Say I have a C program that traverses a directory and stores the directory entry metadata in a struct dirent *
named dir
. The program accesses the field dir->d_name
several times. I'm wondering if setting an auxiliary character pointer (e.g. char *str = dir->d_name
) will make the program faster. I know that dereferencing pointers is a relatively expensive operation. The thing is, if I set an auxiliary variable, I'm still dereferencing a pointer; the only difference is in one case I'm dereferencing a pointer to a struct while in the second case I'm dereferencing a pointer to a string. So I guess the crucial question here is, how expensive is accessing individual fields of a struct? I imagine that at the machine level, this would involve first dereferencing to pointer to the struct to get its address, and then incrementing that address by the offset of the desired field. In the case of the auxiliary pointer, you'd dereferencing, at which point you already have the start address for the string.

- 363
- 2
- 9
-
Is this C or C++ ? – Mark Benningfield Jan 25 '18 at 15:44
-
There won't be any performance impact I'd suppose, since the dereferencing is done at compile time. – Jan 25 '18 at 15:44
-
1@MarkBenningfield This question is applicable to either language. – ack Jan 25 '18 at 15:45
-
4I think the performance difference would be absolutely imperceptible (although you could try to write a program that does each of these operation a few million times and compare the time it took) – Gab Jan 25 '18 at 15:46
-
1Generally it doesn't matter, but occasionally [there are surprising exceptions](https://stackoverflow.com/questions/48303172/why-dont-c-compilers-optimize-away-reads-and-writes-to-struct-data-members-as). – nwp Jan 25 '18 at 15:47
-
2*" I know that dereferencing pointers is a relatively expensive operation..."* - It's not as simple as said; And it could cheaper than you think - Never predict the optimizations made by aggressively optimizing compilers – WhiZTiM Jan 25 '18 at 15:47
-
1Benchmark and stare at the assembly. Not much else could be confidently said, but I'd guess it makes zero difference on any capable optimizer. Also, without a [mcve], there can be no constructive discussion – Passer By Jan 25 '18 at 15:49
-
Not sure.
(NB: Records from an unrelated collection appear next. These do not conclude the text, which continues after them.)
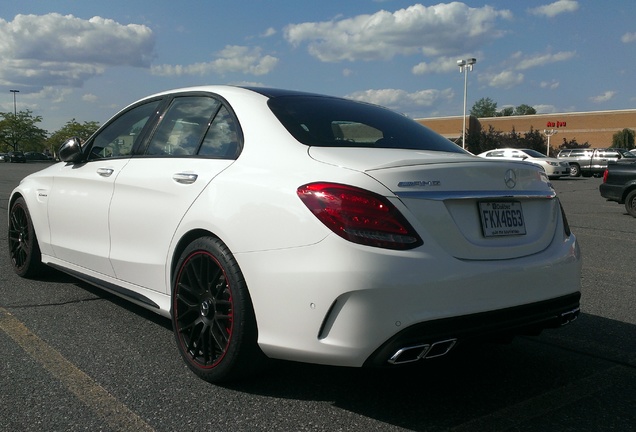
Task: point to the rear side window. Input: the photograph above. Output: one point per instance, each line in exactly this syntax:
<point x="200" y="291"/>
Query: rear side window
<point x="332" y="122"/>
<point x="183" y="126"/>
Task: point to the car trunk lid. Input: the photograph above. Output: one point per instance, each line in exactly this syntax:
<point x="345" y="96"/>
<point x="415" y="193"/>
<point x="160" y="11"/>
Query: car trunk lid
<point x="473" y="208"/>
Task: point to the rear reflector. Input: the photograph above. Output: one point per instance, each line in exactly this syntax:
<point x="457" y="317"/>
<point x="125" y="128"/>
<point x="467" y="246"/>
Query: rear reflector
<point x="359" y="216"/>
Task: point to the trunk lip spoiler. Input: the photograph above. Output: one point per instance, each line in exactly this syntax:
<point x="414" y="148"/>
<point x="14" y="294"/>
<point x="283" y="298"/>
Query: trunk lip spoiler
<point x="464" y="195"/>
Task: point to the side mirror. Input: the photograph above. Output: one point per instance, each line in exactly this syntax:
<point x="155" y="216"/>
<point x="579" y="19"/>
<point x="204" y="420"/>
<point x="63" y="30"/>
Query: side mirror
<point x="71" y="150"/>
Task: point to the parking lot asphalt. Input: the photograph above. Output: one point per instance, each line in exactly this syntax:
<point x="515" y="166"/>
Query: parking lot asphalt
<point x="75" y="358"/>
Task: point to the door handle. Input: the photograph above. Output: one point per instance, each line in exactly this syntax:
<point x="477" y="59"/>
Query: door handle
<point x="185" y="178"/>
<point x="105" y="172"/>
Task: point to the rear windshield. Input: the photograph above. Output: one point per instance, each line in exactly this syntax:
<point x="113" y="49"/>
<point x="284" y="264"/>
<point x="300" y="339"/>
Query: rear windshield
<point x="331" y="122"/>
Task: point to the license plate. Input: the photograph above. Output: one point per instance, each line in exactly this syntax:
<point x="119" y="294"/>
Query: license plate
<point x="502" y="218"/>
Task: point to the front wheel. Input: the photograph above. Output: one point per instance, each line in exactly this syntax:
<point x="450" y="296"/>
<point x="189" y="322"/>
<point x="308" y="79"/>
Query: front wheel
<point x="212" y="314"/>
<point x="630" y="203"/>
<point x="24" y="250"/>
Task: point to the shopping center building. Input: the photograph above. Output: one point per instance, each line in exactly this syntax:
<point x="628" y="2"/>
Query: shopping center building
<point x="595" y="128"/>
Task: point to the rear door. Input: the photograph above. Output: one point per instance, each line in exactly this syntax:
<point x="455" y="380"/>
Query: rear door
<point x="196" y="139"/>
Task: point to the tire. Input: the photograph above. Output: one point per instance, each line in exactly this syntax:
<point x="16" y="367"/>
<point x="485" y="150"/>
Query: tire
<point x="575" y="170"/>
<point x="24" y="249"/>
<point x="212" y="315"/>
<point x="630" y="203"/>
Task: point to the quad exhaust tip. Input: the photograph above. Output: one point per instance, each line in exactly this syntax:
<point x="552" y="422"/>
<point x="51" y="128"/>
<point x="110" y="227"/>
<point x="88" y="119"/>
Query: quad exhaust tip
<point x="415" y="353"/>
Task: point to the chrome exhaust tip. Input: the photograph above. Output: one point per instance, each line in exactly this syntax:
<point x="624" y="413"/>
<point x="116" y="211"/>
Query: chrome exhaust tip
<point x="568" y="317"/>
<point x="440" y="348"/>
<point x="409" y="354"/>
<point x="415" y="353"/>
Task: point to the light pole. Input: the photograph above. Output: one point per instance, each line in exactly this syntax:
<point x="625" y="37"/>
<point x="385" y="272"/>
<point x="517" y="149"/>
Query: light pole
<point x="549" y="133"/>
<point x="465" y="66"/>
<point x="15" y="111"/>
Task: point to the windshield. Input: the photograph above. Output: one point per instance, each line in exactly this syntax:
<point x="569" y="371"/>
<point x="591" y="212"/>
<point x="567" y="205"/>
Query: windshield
<point x="332" y="122"/>
<point x="626" y="154"/>
<point x="533" y="153"/>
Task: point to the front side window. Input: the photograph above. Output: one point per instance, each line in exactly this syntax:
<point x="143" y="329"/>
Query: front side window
<point x="119" y="137"/>
<point x="183" y="126"/>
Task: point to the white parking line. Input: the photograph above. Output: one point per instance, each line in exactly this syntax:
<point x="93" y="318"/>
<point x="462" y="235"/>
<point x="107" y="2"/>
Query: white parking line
<point x="95" y="397"/>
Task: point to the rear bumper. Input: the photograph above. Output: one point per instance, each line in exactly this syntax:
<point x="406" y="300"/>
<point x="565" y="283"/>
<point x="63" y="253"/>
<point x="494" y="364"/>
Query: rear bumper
<point x="494" y="325"/>
<point x="351" y="306"/>
<point x="612" y="192"/>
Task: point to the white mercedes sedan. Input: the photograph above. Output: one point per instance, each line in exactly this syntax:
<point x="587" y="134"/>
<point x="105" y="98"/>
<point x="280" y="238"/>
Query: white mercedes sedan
<point x="276" y="224"/>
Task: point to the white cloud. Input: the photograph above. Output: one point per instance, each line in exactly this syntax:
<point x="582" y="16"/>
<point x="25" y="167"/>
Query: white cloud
<point x="269" y="32"/>
<point x="628" y="37"/>
<point x="608" y="95"/>
<point x="401" y="100"/>
<point x="439" y="65"/>
<point x="542" y="59"/>
<point x="443" y="29"/>
<point x="232" y="58"/>
<point x="553" y="9"/>
<point x="552" y="85"/>
<point x="89" y="97"/>
<point x="505" y="79"/>
<point x="54" y="49"/>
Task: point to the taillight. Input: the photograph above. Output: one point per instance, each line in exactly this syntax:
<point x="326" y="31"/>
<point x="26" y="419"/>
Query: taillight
<point x="359" y="216"/>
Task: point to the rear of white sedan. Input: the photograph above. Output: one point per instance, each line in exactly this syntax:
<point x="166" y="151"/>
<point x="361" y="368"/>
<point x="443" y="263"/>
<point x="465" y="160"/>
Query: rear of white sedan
<point x="334" y="232"/>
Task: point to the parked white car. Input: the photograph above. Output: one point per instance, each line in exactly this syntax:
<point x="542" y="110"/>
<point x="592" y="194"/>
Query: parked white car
<point x="553" y="167"/>
<point x="269" y="223"/>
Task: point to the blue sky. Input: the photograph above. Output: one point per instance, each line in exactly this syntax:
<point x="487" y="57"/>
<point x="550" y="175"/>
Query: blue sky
<point x="86" y="59"/>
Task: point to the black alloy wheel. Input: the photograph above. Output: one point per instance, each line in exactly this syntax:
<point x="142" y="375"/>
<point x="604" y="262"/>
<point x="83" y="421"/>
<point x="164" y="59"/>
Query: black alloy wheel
<point x="212" y="315"/>
<point x="24" y="250"/>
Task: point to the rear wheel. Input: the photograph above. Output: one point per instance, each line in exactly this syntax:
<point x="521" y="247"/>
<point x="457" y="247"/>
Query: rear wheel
<point x="24" y="250"/>
<point x="212" y="314"/>
<point x="630" y="203"/>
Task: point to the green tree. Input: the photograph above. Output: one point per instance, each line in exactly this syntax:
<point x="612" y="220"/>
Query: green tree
<point x="535" y="140"/>
<point x="484" y="107"/>
<point x="508" y="111"/>
<point x="623" y="139"/>
<point x="72" y="129"/>
<point x="20" y="131"/>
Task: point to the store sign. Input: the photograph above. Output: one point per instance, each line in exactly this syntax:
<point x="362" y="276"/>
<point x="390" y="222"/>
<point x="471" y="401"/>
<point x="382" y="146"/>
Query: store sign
<point x="556" y="124"/>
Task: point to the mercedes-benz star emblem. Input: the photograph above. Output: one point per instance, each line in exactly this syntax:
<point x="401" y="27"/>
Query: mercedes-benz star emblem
<point x="510" y="178"/>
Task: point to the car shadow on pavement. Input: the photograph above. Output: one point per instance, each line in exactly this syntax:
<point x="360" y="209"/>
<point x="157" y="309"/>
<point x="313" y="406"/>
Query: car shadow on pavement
<point x="562" y="374"/>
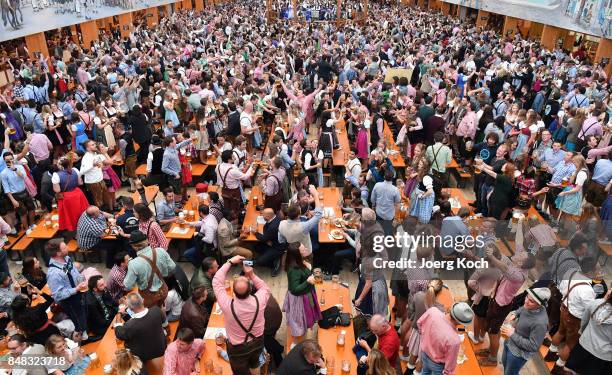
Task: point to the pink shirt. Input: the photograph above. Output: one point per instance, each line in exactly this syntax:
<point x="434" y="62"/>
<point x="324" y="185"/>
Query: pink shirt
<point x="40" y="146"/>
<point x="182" y="363"/>
<point x="467" y="126"/>
<point x="439" y="339"/>
<point x="244" y="309"/>
<point x="510" y="283"/>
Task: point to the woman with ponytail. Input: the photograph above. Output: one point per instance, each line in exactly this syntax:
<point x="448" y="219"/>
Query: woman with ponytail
<point x="421" y="301"/>
<point x="593" y="353"/>
<point x="66" y="184"/>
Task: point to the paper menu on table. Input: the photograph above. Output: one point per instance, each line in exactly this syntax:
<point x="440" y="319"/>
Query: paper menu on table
<point x="212" y="332"/>
<point x="179" y="230"/>
<point x="454" y="203"/>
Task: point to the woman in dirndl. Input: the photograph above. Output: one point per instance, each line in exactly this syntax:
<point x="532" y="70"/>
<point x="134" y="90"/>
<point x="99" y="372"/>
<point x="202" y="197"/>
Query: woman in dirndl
<point x="420" y="302"/>
<point x="423" y="198"/>
<point x="301" y="304"/>
<point x="569" y="200"/>
<point x="413" y="174"/>
<point x="71" y="202"/>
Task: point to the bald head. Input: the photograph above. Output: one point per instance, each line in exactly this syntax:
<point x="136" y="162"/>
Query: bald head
<point x="379" y="324"/>
<point x="268" y="214"/>
<point x="368" y="214"/>
<point x="241" y="287"/>
<point x="93" y="211"/>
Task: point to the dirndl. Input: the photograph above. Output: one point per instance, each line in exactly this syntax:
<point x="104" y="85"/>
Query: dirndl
<point x="326" y="143"/>
<point x="606" y="215"/>
<point x="362" y="144"/>
<point x="70" y="208"/>
<point x="421" y="208"/>
<point x="414" y="342"/>
<point x="570" y="204"/>
<point x="302" y="312"/>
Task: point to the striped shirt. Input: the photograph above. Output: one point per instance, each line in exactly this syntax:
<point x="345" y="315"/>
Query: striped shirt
<point x="561" y="262"/>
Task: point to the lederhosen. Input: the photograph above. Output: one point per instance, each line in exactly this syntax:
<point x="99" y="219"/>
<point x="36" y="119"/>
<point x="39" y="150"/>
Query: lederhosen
<point x="232" y="199"/>
<point x="74" y="306"/>
<point x="554" y="303"/>
<point x="568" y="321"/>
<point x="242" y="356"/>
<point x="275" y="201"/>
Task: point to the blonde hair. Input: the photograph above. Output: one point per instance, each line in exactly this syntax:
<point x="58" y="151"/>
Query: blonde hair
<point x="434" y="287"/>
<point x="378" y="364"/>
<point x="125" y="361"/>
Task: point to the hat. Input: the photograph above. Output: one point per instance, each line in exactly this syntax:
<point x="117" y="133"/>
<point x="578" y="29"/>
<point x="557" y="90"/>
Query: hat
<point x="201" y="188"/>
<point x="137" y="236"/>
<point x="462" y="313"/>
<point x="156" y="140"/>
<point x="539" y="295"/>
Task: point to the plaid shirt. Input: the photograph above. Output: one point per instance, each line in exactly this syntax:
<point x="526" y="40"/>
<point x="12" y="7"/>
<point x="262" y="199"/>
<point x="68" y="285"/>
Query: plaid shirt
<point x="18" y="92"/>
<point x="562" y="170"/>
<point x="525" y="185"/>
<point x="90" y="230"/>
<point x="114" y="283"/>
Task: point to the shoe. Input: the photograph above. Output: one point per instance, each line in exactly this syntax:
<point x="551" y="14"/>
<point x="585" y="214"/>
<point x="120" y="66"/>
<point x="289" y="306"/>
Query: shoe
<point x="276" y="269"/>
<point x="551" y="356"/>
<point x="557" y="370"/>
<point x="473" y="338"/>
<point x="487" y="362"/>
<point x="482" y="352"/>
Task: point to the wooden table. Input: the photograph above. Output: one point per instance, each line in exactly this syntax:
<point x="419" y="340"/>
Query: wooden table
<point x="250" y="217"/>
<point x="210" y="353"/>
<point x="396" y="159"/>
<point x="331" y="198"/>
<point x="42" y="232"/>
<point x="328" y="337"/>
<point x="340" y="155"/>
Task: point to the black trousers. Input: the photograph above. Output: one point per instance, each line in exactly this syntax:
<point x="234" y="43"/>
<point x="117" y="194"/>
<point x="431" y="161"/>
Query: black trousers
<point x="76" y="309"/>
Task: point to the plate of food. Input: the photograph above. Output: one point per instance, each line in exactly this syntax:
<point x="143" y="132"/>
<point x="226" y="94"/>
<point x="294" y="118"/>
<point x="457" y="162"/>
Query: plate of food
<point x="337" y="234"/>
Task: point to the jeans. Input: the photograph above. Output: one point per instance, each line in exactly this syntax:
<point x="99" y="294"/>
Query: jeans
<point x="3" y="261"/>
<point x="268" y="255"/>
<point x="430" y="367"/>
<point x="484" y="191"/>
<point x="512" y="364"/>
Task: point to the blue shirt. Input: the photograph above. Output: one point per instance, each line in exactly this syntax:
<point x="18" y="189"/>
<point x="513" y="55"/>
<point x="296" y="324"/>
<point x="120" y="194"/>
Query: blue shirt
<point x="307" y="225"/>
<point x="11" y="182"/>
<point x="58" y="281"/>
<point x="579" y="101"/>
<point x="165" y="210"/>
<point x="551" y="157"/>
<point x="384" y="197"/>
<point x="602" y="174"/>
<point x="562" y="170"/>
<point x="170" y="163"/>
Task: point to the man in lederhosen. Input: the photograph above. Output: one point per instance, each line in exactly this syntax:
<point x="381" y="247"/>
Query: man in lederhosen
<point x="244" y="316"/>
<point x="230" y="178"/>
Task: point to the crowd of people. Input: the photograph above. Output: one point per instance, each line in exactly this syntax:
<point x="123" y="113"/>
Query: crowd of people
<point x="262" y="105"/>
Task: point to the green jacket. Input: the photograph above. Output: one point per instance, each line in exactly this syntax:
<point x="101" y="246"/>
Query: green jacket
<point x="297" y="281"/>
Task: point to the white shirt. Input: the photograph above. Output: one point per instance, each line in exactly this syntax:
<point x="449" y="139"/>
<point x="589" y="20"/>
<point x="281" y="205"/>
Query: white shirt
<point x="580" y="296"/>
<point x="353" y="167"/>
<point x="91" y="174"/>
<point x="55" y="177"/>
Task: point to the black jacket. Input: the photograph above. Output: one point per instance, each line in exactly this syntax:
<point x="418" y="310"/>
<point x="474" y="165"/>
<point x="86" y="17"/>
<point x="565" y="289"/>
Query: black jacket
<point x="96" y="322"/>
<point x="270" y="232"/>
<point x="295" y="363"/>
<point x="144" y="336"/>
<point x="233" y="124"/>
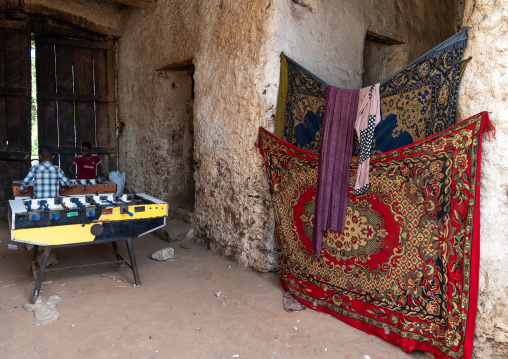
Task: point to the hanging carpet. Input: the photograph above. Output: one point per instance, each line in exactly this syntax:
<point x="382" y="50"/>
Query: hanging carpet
<point x="406" y="267"/>
<point x="416" y="102"/>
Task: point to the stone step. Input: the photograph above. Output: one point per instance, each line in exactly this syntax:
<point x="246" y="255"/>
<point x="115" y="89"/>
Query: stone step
<point x="176" y="230"/>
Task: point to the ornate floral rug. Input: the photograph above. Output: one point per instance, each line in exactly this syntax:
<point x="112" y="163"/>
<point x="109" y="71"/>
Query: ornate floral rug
<point x="406" y="267"/>
<point x="416" y="102"/>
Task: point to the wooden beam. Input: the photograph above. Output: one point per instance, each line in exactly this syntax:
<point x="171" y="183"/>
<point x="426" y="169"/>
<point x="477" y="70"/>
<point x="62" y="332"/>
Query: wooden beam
<point x="77" y="150"/>
<point x="135" y="3"/>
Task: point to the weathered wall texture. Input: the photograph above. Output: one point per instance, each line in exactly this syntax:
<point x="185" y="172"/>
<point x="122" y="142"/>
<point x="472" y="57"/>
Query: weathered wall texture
<point x="235" y="46"/>
<point x="235" y="77"/>
<point x="327" y="37"/>
<point x="485" y="88"/>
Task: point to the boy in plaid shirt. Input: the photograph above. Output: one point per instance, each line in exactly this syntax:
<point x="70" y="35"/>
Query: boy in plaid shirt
<point x="46" y="176"/>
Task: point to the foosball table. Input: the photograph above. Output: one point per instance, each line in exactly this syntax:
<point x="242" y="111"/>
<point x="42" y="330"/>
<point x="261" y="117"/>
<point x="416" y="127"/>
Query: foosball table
<point x="83" y="219"/>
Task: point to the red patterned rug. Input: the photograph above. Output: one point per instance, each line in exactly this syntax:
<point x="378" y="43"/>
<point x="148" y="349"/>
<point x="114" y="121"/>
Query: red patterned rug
<point x="406" y="267"/>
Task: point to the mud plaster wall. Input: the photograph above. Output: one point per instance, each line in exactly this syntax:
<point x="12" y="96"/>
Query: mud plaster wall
<point x="230" y="43"/>
<point x="484" y="87"/>
<point x="235" y="47"/>
<point x="327" y="37"/>
<point x="94" y="15"/>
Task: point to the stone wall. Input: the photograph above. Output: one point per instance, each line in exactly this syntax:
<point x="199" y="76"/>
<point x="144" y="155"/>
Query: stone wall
<point x="98" y="16"/>
<point x="230" y="44"/>
<point x="484" y="88"/>
<point x="327" y="37"/>
<point x="235" y="47"/>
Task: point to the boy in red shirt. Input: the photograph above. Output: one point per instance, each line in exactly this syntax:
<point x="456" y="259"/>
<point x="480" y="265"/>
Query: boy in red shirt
<point x="86" y="163"/>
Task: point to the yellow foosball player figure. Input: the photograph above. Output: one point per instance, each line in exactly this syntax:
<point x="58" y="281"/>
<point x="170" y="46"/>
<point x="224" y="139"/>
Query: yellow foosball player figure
<point x="46" y="176"/>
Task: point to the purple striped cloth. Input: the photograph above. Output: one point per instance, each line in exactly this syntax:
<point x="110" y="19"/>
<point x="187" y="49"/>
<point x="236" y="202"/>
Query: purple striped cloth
<point x="341" y="107"/>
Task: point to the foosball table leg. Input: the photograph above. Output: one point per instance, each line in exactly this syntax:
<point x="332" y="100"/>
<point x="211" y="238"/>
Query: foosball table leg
<point x="115" y="248"/>
<point x="133" y="262"/>
<point x="34" y="260"/>
<point x="40" y="275"/>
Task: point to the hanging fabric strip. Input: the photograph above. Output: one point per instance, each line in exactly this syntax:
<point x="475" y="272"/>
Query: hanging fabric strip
<point x="334" y="162"/>
<point x="280" y="114"/>
<point x="369" y="115"/>
<point x="416" y="102"/>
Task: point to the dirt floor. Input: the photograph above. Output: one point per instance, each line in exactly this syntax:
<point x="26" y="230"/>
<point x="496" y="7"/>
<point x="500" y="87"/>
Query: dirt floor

Because 1. may the cpu's cache(L1-L3) will cache you pointer 2. in the modern cpu, *(p + offset) is as fast as *p, because they often do this by a hardware component, so visit `dir->d_name` is as fast as `str` which direct point to `d_name`, I think. – superK Jan 25 '18 at 15:53
-
It depends on what variables you are manipulating within the function scope. You would be surprise how much the presence of a `char*` (whose memory address isn't known at compile-time) inhibits optimizations. The fact modifying anything under a `char*` can have side effects on everything else (again whose memory address isn't known at compile-time), makes the compiler not to cache a lot of variables within the affected scope. So you should see the generated assembly to assess that, and you must equally benchmark - surprises may await you. – WhiZTiM Jan 25 '18 at 15:56
-
5Is your program too slow? Otherwise, do not optimize prematurely. There are reasons why under some circumstances I might prefer to create a local variable such as you describe, but they don't involve performance. My first guess would be that any performance gain realized would be very small. – John Bollinger Jan 25 '18 at 16:04
-
1If it's really important for your performance: Don't theoritize, measure instead. Things like these are implementation-dependent - it can be the same speed, faster or slower. No standard tells us anything about what it will be. And yes, things like these _can_ have a baffling performance impact. See [this post](https://stackoverflow.com/q/47683375/2328447) for example. – user2328447 Jan 25 '18 at 16:37
-
'Say I have a C program that traverses a directory': stop right there. Your program is I/O bound, and searching for micro-optimizations in the CPU-bound part of it is completely pointless. The I/O is several orders of magnitude slower. – user207421 Jan 25 '18 at 19:06
1 Answers
The only answer I can give you is it depends. With a trivial compiler from the 70's (note only K&R C...), or a hand made instruction per instruction compiler, usage of a register variable as an auxilliary pointer can lead to a true optimization.
With a decent optimizing compiler things go really tougher. Because of the so called as-if rule, a conformant compiler is free to reorder or suppress anything, provided the observable behaviour or the program is the same as the one of an abstract machine in which all expressions are evaluated as specified by the semantics (ref n1570 draft for C11 5.1.2.3 Program execution). So for low level optimizations, you can only benchmark different versions of code against a specific compiler with specific options, or control the generated assembly (or machine) code. The problem is that it can vary for different compilers of different options. That's the reason why best practices recommend not to care for low level optimizations unless profiling has identified a bottleneck.

- 143,923
- 11
- 122
- 252